Funktioniert leider nicht. Wenn der Islam genug Anhänger hat, ergreifen seine Vertreter die Macht und schließen die Resterampen der westlichen Lebensweise. Falls das Ladenpersonal mit dem Leben davonkommt, gehören sie zu den Glücklichen.

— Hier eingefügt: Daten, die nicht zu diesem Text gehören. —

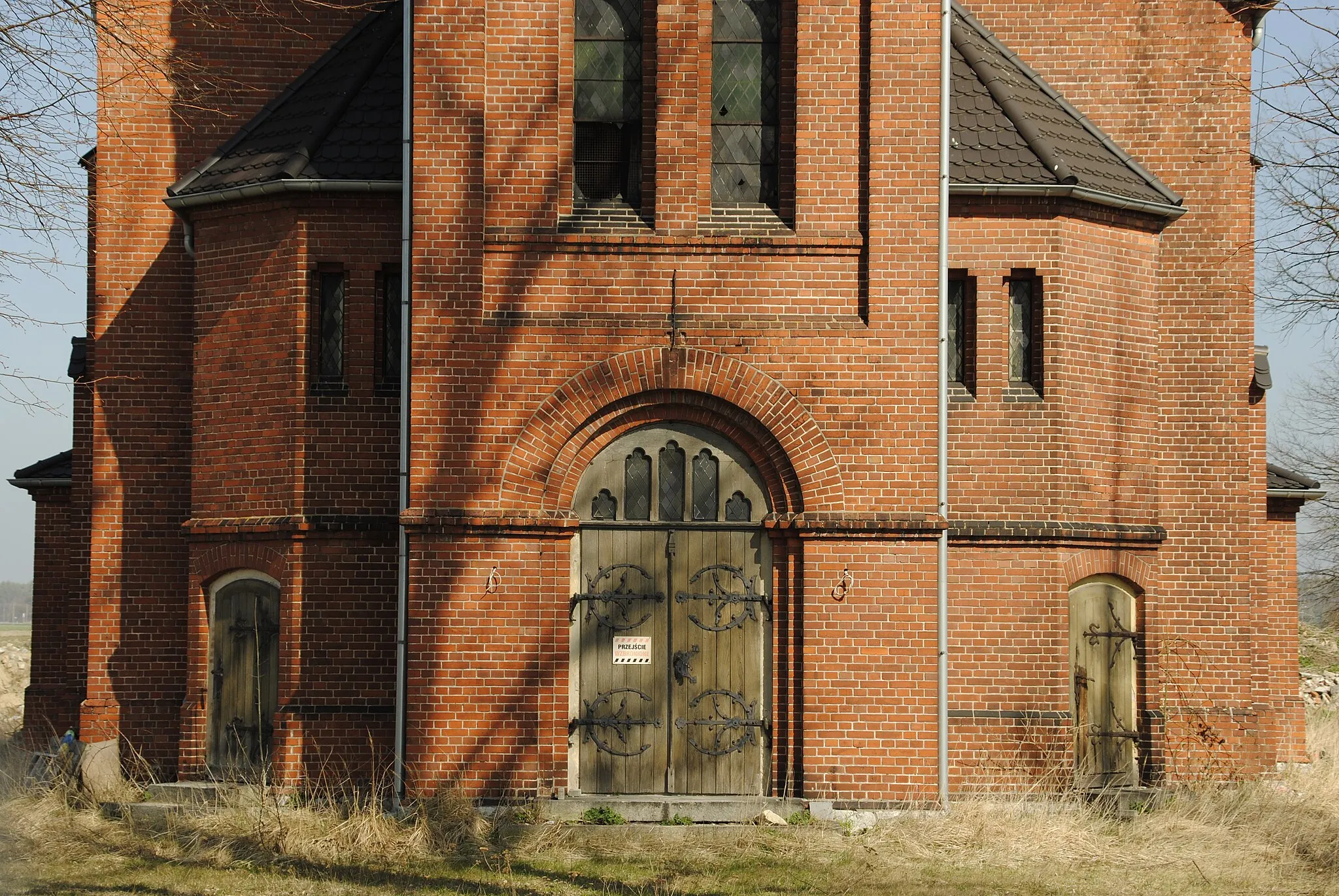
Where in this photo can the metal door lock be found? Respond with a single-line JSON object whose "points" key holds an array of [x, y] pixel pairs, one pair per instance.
{"points": [[683, 666]]}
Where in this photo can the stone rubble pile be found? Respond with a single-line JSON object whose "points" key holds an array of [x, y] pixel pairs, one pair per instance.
{"points": [[1319, 689]]}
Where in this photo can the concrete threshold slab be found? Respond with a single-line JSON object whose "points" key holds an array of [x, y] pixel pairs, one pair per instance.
{"points": [[659, 808]]}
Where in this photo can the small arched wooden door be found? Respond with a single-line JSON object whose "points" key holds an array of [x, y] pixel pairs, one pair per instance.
{"points": [[1104, 675], [244, 678], [671, 615]]}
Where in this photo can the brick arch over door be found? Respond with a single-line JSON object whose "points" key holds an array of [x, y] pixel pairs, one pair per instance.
{"points": [[226, 557], [1134, 568], [691, 385]]}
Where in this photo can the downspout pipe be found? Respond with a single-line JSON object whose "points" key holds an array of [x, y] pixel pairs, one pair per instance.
{"points": [[402, 569], [941, 442]]}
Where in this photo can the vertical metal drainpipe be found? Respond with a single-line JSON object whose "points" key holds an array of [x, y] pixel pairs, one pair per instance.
{"points": [[402, 578], [941, 461]]}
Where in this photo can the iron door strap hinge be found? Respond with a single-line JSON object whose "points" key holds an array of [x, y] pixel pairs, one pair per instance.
{"points": [[618, 598], [683, 665], [599, 720], [728, 733], [1093, 634], [720, 599]]}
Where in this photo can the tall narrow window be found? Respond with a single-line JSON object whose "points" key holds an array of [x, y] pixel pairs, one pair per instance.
{"points": [[1025, 329], [745, 105], [388, 366], [636, 485], [607, 102], [330, 327], [705, 497], [962, 330]]}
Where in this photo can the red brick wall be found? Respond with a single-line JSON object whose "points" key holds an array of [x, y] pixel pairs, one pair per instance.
{"points": [[813, 350]]}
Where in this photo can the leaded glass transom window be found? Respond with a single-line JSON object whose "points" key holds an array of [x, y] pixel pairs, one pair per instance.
{"points": [[604, 505], [392, 329], [607, 101], [738, 508], [705, 499], [671, 481], [745, 102], [636, 486], [331, 338]]}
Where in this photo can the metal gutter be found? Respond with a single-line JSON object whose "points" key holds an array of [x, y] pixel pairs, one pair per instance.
{"points": [[272, 188], [50, 484], [1308, 495], [1072, 191], [941, 412], [402, 560]]}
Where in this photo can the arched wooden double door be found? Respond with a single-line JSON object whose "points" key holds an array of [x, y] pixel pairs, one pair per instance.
{"points": [[1104, 667], [671, 615]]}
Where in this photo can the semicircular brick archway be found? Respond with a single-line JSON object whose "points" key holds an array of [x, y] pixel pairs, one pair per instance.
{"points": [[715, 390]]}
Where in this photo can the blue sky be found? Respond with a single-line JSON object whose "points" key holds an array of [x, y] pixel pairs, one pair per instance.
{"points": [[58, 293]]}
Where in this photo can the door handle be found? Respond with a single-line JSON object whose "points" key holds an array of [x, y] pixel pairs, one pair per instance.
{"points": [[683, 666]]}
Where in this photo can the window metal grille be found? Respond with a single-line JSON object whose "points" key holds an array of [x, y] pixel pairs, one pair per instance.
{"points": [[745, 102], [607, 101], [636, 486], [331, 338]]}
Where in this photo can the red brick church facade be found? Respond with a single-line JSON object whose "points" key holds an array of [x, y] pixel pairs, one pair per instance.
{"points": [[673, 388]]}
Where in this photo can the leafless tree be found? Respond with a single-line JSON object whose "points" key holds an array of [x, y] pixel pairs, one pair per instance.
{"points": [[1298, 145]]}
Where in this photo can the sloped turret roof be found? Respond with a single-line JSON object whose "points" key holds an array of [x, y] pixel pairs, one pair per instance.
{"points": [[1014, 134], [339, 124], [338, 127]]}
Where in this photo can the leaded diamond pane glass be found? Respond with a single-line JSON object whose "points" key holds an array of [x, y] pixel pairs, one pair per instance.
{"points": [[611, 19], [392, 329], [957, 329], [636, 486], [746, 20], [705, 497], [738, 508], [604, 505], [671, 482], [1021, 331], [331, 344], [745, 102], [745, 82]]}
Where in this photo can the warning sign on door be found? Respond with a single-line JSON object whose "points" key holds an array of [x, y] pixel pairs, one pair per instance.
{"points": [[631, 650]]}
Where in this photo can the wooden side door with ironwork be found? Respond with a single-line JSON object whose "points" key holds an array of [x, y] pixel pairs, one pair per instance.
{"points": [[1104, 676], [244, 678]]}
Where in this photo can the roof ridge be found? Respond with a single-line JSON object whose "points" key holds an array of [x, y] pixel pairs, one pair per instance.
{"points": [[268, 109], [1152, 180], [998, 88]]}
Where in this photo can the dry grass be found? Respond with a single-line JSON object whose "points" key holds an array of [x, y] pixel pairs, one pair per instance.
{"points": [[1261, 837]]}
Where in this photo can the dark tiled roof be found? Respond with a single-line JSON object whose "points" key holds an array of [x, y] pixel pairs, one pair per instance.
{"points": [[339, 124], [1011, 131], [1287, 480], [339, 121], [52, 471]]}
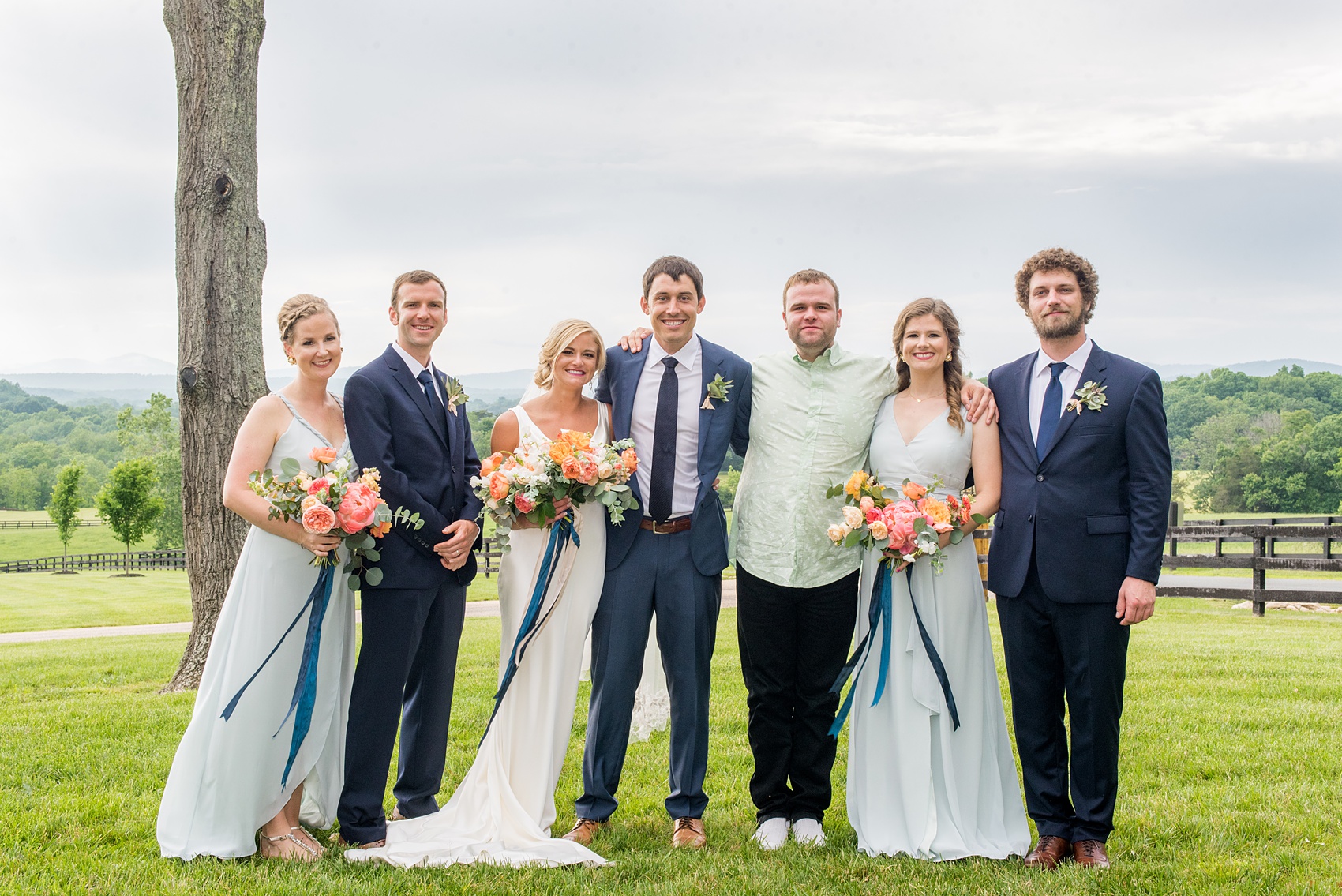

Thomas Weidner / 03.08.2017

Die koranbasierte muslimische Toleranzeinbahnstraße plastisch begreifbar gemacht. Ein pädagogisch wertvoller Beitrag, denn an Hand von banalen Beispielen aus dem Alltagsleben besteht vielleicht die Chance, dass auch bei ideologisch Totalverpolten irgendwann der Groschen fällt

Bernhard van Akker / 03.08.2017

Alt! Aber immer noch richtig und gut!

Marcel Seiler / 02.08.2017

Dies ist wirklich witzig! Toleranz, wie wir angehalten werden, sie gegenüber dem Islam zu praktizieren, ist in der Tat eine Einbahnstraße. Der obige Beitrag enhält nur eine irrige Annahme: Moslem-Frauen sind scharfe Dessous m.W. absolut nicht verboten, solange sie sich darauf beschränken, die belebende Wirkung beim Ehemann zu bewirken und sonst bei niemandem. Soweit mir bekannt, dürfen sie sie auch kaufen. Es ist in der Öffentlichkeit, in der alles, was als aufreizend empfunden werden könnte, verboten ist. Nicht aber im eigenen Heim.

Rolf Lindner / 02.08.2017

Unbedingt nachahmen. Das funktioniert aber nur, wenn die entsprechenden Geschäftsgründer die gleiche staatliche materielle wie ideelle Unterstützung erhalten wie moslemische. Der Gründer meiner Autowerkstatt hatte keinerlei Unterstützung erhalten. Auf Nachfrage sagte man ihm: Ja, wenn sie Abdullah heißen würden, kein Problem. Außerdem könnte man ja gegenüber der Moschee auch eine Synagoge, oder ein buddhistisches Kloster etablieren.